The putative adverse effects of the fragmentation would mainly concern the Gulf of Finland, where the current Ne is well below 50, which is often cited as a minimum genetically safe population size (Franklin, 1980). Technically, if a population remains at this size in isolation, its inbreeding level and differentiation will increase at a rate ΔF=1/(2Ne), ≈1–3% per generation, and so soon exceed, e.g. the difference between the Arctic and Baltic populations. Yet, the potential genetic threats for the Gulf of Finland population may not be of primary concern. First, the inferred abundant historical gene flow suggests that the isolation would not be complete even now, at the reduced densities. From the technical 95% bootstrap upper bound of FST=0.001, minimum gene flow in the past would have been of the order Nm=250 per generation. If the same proportion of individuals (m) still moves, the Gulf of Finland would today, after a 50-fold reduction in the Baltic population size, still receive 5–10 individuals each generation. In a stable situation this would limit the divergence/inbreeding at F < 0.05. Also, the homogeneity suggests that the population is unlikely to harbour any unique (threatened) locally adaptive features. At the moment, demographic and environmental threats to the Gulf of Finland subpopulation are clearly the critical ones, and measures on these issues should be taken much sooner than the time scale implied in the genetic effects.

Conclusion

The level of nuclear genetic variation in the principally Arctic ringed seal is higher than that in the closely related Boreal harbour seal and grey seal. This agrees with the current population (species) sizes of the taxa, and with their plausible population histories through the Pleistocene glaciation cycles. Largely for climatic considerations, the Baltic ringed seal population has been regarded as having remained effectively isolated from the Arctic population since the early postglacial. However, the pattern of microsatellite allele frequency differentiation suggests recurrent influx of immigrants into the Baltic; the observed low divergence is not due to a continuously large effective size alone.
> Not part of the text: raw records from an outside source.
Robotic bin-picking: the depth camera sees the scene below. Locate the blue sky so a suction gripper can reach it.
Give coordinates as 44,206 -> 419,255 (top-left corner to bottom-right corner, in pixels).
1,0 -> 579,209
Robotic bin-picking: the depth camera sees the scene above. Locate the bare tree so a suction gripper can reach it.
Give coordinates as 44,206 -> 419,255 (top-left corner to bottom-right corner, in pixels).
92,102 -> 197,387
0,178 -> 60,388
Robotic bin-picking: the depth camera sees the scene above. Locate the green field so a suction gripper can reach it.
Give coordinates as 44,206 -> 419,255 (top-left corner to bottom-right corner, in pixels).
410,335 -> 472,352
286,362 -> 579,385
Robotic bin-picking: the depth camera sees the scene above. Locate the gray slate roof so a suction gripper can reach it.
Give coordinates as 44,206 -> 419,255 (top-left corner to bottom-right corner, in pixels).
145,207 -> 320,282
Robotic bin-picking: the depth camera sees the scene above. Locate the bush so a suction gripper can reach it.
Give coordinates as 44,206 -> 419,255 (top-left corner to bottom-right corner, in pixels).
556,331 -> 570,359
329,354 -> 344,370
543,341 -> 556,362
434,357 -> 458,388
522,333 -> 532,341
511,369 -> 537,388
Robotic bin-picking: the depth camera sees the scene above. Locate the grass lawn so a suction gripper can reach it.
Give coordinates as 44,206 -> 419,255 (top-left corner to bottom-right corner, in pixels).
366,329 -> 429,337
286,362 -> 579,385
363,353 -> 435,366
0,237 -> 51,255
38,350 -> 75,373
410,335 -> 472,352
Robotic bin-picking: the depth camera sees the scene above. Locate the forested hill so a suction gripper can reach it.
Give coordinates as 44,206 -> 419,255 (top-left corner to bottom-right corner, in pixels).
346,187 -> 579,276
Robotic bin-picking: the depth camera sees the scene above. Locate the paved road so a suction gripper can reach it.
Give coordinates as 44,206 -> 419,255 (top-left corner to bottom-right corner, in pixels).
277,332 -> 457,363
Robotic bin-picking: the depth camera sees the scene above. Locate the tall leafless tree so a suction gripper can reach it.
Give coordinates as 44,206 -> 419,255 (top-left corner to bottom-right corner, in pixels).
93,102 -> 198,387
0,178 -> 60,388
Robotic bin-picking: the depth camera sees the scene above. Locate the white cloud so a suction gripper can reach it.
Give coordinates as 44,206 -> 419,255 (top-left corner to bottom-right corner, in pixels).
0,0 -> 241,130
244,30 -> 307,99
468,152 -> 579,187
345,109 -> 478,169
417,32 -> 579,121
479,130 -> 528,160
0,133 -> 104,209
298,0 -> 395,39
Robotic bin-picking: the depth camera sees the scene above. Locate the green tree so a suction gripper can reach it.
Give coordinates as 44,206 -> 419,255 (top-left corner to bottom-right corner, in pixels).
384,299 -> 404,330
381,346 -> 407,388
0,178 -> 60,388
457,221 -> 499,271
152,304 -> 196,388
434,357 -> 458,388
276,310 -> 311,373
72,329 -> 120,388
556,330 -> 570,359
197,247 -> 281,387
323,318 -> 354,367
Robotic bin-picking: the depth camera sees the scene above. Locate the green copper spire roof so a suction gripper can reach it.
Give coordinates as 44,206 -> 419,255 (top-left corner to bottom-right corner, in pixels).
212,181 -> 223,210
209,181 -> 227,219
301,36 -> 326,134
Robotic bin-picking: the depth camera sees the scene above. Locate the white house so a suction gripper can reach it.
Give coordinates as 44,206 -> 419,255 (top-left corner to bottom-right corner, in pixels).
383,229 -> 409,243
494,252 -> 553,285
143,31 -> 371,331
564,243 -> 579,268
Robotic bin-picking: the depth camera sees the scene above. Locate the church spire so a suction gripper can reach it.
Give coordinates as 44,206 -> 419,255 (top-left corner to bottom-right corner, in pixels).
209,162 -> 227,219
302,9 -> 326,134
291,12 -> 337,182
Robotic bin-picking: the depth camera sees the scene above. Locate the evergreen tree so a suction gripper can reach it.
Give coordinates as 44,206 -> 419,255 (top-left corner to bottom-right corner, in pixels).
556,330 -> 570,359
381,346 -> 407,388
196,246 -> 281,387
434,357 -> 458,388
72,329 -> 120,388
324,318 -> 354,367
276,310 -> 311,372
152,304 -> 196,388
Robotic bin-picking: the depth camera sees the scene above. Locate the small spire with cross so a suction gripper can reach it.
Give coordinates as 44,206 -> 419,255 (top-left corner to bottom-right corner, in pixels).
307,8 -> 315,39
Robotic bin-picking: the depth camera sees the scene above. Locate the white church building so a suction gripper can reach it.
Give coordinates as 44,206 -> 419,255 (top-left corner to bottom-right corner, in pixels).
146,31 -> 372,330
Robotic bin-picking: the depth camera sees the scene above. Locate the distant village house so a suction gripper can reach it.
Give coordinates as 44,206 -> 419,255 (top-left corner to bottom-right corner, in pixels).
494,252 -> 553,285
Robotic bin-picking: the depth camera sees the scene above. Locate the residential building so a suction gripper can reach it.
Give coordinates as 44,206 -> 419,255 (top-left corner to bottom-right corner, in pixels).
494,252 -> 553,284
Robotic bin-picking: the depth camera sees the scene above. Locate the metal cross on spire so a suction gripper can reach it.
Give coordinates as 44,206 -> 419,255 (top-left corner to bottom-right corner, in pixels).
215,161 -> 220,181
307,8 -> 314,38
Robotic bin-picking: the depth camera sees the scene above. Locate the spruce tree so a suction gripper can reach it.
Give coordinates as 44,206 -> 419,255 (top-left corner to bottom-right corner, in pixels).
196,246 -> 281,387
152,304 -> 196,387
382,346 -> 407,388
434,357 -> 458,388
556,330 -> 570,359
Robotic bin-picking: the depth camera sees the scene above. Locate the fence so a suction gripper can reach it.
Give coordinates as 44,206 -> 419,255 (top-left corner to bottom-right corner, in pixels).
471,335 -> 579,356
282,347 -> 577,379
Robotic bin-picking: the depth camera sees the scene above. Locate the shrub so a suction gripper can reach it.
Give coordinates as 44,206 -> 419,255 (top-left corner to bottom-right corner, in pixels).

During the last century, the Baltic ringed seal population declined from ≈200 000 individuals to ≈5500, divided among three distinct breeding areas; the smallest, Gulf of Finland subpopulation comprises 150 seals only. No genetic subdivision was, however, seen yet in recent Baltic samples; the main threats to the isolate in the near future will be demographic and environmental rather than genetic.